Data protection is the bedrock of good cybersecurity posture. But the foundation of data protection is discovery and classification. As the old adage goes: You can’t protect what you can’t see. Only with true visibility comes the knowledge and context required to apply the right type of protection to the right data at the right time. Yet modern, distributed IT environments do not make this an easy task for enterprises.
That’s where AI-powered tooling really comes into its own, supporting continuous data discovery for a streamlined, automated approach designed to minimize business risk and cost.
The challenges of data discovery
Today’s most successful enterprises are those that can extract maximum value from the data they generate on a daily basis. According to McKinsey, companies using data-driven B2B sales-growth engines are able to increase pre-tax earnings by 15-25%, for example. Yet they must also find a way to protect this data from digital thieves and extortionists. Their efforts to do so must start with discovery.

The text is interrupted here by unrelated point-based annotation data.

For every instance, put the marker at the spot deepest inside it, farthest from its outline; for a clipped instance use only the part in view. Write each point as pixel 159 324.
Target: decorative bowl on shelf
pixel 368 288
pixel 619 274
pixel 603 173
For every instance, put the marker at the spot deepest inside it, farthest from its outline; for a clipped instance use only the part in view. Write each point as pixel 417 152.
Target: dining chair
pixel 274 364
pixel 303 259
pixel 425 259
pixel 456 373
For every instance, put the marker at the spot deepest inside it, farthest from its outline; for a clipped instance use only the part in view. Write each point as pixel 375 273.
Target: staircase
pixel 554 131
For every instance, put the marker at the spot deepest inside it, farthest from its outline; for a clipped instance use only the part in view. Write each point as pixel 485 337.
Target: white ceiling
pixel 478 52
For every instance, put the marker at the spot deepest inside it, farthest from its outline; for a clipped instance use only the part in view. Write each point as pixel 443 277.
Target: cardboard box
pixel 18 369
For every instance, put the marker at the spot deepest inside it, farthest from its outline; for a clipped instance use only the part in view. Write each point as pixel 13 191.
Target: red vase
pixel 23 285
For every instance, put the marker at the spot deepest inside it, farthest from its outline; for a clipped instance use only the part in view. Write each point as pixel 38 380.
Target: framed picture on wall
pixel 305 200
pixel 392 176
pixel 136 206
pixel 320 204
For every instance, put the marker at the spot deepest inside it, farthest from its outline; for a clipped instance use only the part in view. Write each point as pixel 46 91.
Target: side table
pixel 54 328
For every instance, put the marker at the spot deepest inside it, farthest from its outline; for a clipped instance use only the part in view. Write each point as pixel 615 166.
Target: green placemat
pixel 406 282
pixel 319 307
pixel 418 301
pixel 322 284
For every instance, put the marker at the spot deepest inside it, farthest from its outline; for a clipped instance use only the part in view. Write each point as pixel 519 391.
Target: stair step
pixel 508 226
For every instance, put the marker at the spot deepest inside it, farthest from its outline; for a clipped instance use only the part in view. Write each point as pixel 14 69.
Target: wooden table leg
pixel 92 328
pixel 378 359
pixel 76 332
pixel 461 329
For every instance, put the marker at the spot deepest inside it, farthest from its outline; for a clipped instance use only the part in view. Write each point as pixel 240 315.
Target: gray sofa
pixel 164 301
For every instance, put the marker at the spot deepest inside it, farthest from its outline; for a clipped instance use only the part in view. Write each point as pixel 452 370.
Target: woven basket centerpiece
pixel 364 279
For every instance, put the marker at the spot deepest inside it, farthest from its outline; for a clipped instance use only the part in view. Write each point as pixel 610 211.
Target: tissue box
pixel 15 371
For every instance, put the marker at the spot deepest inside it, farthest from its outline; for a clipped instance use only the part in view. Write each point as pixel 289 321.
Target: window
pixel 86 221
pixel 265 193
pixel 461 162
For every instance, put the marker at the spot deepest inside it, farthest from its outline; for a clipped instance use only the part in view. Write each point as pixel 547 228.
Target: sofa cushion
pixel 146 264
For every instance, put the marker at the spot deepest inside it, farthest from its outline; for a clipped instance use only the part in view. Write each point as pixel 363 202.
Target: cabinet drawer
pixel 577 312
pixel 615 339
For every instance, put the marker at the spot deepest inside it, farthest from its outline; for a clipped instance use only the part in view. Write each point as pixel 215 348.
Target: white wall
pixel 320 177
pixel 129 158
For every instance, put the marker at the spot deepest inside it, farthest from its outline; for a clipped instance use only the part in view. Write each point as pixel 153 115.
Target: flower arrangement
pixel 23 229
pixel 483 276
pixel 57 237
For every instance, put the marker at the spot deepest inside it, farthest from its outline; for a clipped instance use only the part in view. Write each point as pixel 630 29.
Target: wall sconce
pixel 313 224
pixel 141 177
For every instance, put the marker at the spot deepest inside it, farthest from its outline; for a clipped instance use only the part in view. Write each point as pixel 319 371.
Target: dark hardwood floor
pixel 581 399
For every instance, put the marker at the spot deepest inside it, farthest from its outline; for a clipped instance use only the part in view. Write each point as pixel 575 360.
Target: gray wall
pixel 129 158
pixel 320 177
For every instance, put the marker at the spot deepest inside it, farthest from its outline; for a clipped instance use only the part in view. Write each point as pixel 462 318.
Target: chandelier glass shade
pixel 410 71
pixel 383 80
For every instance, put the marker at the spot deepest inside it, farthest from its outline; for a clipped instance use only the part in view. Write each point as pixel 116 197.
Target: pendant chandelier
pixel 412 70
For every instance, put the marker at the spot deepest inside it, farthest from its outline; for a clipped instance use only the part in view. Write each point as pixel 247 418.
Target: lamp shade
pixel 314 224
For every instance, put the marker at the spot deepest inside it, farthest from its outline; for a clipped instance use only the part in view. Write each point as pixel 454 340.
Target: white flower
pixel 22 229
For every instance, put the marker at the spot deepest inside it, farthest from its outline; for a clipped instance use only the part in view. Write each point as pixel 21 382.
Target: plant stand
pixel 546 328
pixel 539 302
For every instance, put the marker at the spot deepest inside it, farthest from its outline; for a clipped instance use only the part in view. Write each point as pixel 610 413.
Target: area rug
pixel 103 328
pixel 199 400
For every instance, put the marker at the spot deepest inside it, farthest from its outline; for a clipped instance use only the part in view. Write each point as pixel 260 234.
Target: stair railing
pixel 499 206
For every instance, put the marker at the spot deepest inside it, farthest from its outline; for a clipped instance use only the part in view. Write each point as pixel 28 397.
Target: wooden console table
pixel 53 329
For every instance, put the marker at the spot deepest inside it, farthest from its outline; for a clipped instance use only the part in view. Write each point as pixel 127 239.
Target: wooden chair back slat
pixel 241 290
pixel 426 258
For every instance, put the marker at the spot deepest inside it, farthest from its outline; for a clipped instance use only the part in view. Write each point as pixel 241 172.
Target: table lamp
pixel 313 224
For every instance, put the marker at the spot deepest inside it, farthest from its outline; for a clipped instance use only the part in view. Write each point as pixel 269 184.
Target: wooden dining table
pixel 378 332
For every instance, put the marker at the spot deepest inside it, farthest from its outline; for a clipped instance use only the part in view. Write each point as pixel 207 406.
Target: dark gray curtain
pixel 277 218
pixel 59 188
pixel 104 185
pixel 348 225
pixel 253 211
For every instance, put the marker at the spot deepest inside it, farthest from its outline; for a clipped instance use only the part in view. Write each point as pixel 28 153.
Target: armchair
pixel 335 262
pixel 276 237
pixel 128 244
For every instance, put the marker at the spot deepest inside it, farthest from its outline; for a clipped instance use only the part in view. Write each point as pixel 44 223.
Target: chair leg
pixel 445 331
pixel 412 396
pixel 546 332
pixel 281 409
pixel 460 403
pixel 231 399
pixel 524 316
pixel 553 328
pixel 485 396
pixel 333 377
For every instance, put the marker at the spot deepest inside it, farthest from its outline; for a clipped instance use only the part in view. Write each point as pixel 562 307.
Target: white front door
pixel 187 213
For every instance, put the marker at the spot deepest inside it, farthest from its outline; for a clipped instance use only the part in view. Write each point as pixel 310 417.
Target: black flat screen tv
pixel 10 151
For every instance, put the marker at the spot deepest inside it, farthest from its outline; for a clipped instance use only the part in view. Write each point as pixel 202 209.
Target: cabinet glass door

Yet the process is complicated by several challenges:
The velocity of business: Data is created on a continuous basis all over the organization. And it is moving and changing all the time, which requires continuous tracking and regular reclassification.
M&A activity: When one company absorbs another, it also takes ownership of a distinct data environment, which may mean disparate data sets and formats. This creates enterprise silos that complicate discovery and classification.
Different data types: Not all data is created equal. Successful governance depends on being able to identify, tag and protect all data, whether it’s structured, semi-structured, or unstructured. But this can be challenging in the case of unstructured data which is captured and recorded informally.
New digital initiatives: No organization stands still. But new digital transformation projects inevitably lead to larger data volumes and potentially more data variety, which can put extra pressure on discovery.
Cloud opacity: Hybrid cloud is increasingly the direction of travel for most organizations. But many tools struggle to gain visibility into cloud environments, which can create dangerous security and compliance gaps.
Enterprise silos: Large organizations may have multiple subsidiaries operating under a single corporate umbrella. Yet they need to ensure data does not move between these silos in order to maintain privacy and compliance. At the same time, consistency of discovery and classification processes is key to ensure a coherent strategy.
Regulations: The regulatory landscape is shifting all the time, creating new requirements for teams to build into their data discovery and classification strategies, as well as potential penalties for non-compliance.
How AI can help
The job of enterprise IT teams is made harder still by legacy tools no longer fit for purpose in dynamic and fluid data environments. Manual and static tooling is a drain on resources, and leads to high operational costs, incomplete inventory and stale data. Static regex & pattern matching can also mean poor accuracy and limited business context – which may create security risk if data is not being classified properly and therefore is not protected in line with risk.
AI-driven data discovery, by contrast, eliminates the security risks stemming from unknown sensitive data and the costs and inaccuracies associated with static, manual processes.
comforte does this through continuous passive network packet capture, enabling customers to identify new and unknown repositories containing sensitive data and gain full visibility into them without the need to deploy agents. Because it’s a continuous process, there are no gaps in insight or protection, and because it’s automated and machine driven, the operating costs are lower. Scans are high accuracy, with low false positives and full context. That means data is accurately classified and can be adequately protected in line with policy.
A case in point
One Fortune 500 property & casualty (P&C) insurance company took advantage of the comforte platform to achieve exactly these gains. It was struggling with high data volumes, unstructured data discovery and enterprise silos. But thanks to comforte’s SecurDPS Discover & Classify it was able to roll out continuous and comprehensive search for unknown sensitive data in non-targeted repositories. This boosted confidence by revealing previously dark data which could subsequently be secured in line with policy.
The comforte offering has become the insurer’s primary discovery and classification solution, integrating with existing governance, risk and compliance (GRC) and data loss prevention (DLP) solutions to optimize these existing investments. Now the organization can better manage security and compliance risk across structured and unstructured data residing anywhere on its corporate networks.